Postoperatively, Muneta et al²⁰ described late detachment and intraarticular migration of an Endobutton that had been fixed in the suprapatellar pouch, most likely due to impingement between the patella and femoral groove. To avoid this impingement and possible inflammatory reaction, it is preferable not to affix the Endobutton in the joint, particularly near the patellofemoral joint.²⁰

Cross-Pin Fixation

Cross pin fixation is a relatively new method used for tendon–bone fixation with the hope of improving on the problems with interference screw and Endobutton fixation methods. As with all new surgical methods and devices, a learning curve exists, with the potential for new problems as the technology becomes more widely adapted. Intraoperative complications with cross-pin fixation include lack of pin convergence and pin breakage.

A number of postoperative complications associated with cross-pin fixation have recently been described in the literature. Incorrect placement, including leaving the pin proud on the lateral side of the femur as well as advancing the pin too far to penetrate the medial cortex of the femur, should be avoided as it may require reoperation for hardware removal²¹ (Fig. 76-4). The pin can break even after graft incorporation.²² The case of late breakage reported by Han et al²² using the Rigidfix system (Mitek Products, Norwood, MA) was attributed to an improper femoral tunnel with posterior wall blowout and posterior direction of the cross-pins, potentially leading to abnormally high stress on the pins.

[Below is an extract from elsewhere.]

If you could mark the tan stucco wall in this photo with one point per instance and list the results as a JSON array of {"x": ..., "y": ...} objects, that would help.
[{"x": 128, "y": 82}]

Iliotibial band syndrome has also been described, either from direct irritation²³ or in association with breakage of the femoral bioabsorbable cross-pin, specifically BioTransfix (Arthrex, Naples, FL).²⁴

Fig. 76-4 Case 1: A, Coronal and, B, axial magnetic resonance imaging (MRI) demonstrates proud cross-pin laterally. Case 2: C, Axial MRI demonstrates proud cross-pin medially. In both cases the soft tissues were irritated, causing symptoms and requiring reoperation.

(Reprinted from Marx R, Spock CR. Complications following hamstring anterior cruciate ligament reconstruction with femoral cross-pin fixation. Arthroscopy 2005;21:762.)

Tibia Fixation

A number of options can be used for cortical fixation in the tibia, including interference screws and staples. Although early studies indicated a high incidence of hardware removal from the tibia due to pain when using interference screws,^23,25,26 low-profile interference screws are usually well tolerated.²⁷ Another option for tibial fixation when using hamstring grafts or Achilles allografts is a cortical screw with a spiked washer. Although one series using a higher-profile, round-headed screw reported a 70% incidence of hardware removal due to pain,²⁸ other studies reviewing lower-profile screws suggest a very low, almost negligible, rate of hardware removal with this type of fixation.^27,29 Staples are another method of fixation, used for supplementary fixation more often than primary fixation. The major concern with staples is their high profile and the resulting incidence (as high as 29%) of kneeling pain leading to hardware removal.³⁰

Skeletally Immature Patients

Graft fixation in skeletally immature patients has its own potential for complication regardless of the type of fixation device used. The primary concern is disruption of the growth plates, which can manifest itself in a number of different ways including limb length discrepancy,^31,32 tibial recurvatum,³³ and valgus deformity of the distal femur.^33,34 Specific recommendations with regard to fixation include avoidance of fixation hardware across the lateral distal femoral epiphysis and tibial tubercle apophysis.³³ Although this complication reflects the surgical approach and technique as much as the type of graft fixation, it is important to attempt to avoid or at least minimize disruption of the growth plate(s) whenever possible.

Conclusion

In summary, each method of graft fixation presents its own potential complications both at the time of surgery and in the short- and long-term postoperative period (Table 76-1). Surgeons should be aware of the potential complications with the methods of fixation they use, how to avoid them, and how to treat them if they occur. Special considerations should be made in skeletally immature patients to minimize disruption of the growth place, with graft harvest, tunnel placement and drilling, and graft fixation.